= San Francesco, Pioraco =

Building in Pioraco, Italy

San Francesco is a Gothic-style, Roman Catholic church located in the town of Pioraco, province of Macerata, region of Marche, Italy.

==History==
The church was built in the first decade of the 14th century, completed in 1327, along with the adjacent Franciscan monastery. It was built putatively atop the ruins of an Ancient Roman theater. The external structure retains some late-Romanesque features including a polygonal apse, but also have Gothic mullioned window above the portal. The stone façade is plain except for the round white stone main portal.
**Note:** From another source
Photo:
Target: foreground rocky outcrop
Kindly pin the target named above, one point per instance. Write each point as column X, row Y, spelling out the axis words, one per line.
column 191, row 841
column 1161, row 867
The interior has a wooden ceiling made with cassettoni or coffers, added in 1730. This ceiling and other baroque refurbishments eliminated some of the original frescoes depicting the life of the saint. The altar of the Crucifix was erected in 1622, by the guild of papermakers. The church also houses a canvas depicting San Carlo Borromeo by an unknown Bolognese painter. The canvases depicting the Via Crucis were painted by Mancini. Two 17th-century wooden statues depict Our Lady of Sorrows and the Apostle John. The church also has a stone sculpture of a Pietà.

== Modern day ==
In 1984, the convent became the home of the municipal offices. On Holy Friday a procession leaves this church and wends its way to the church of the Madonna della Grotta.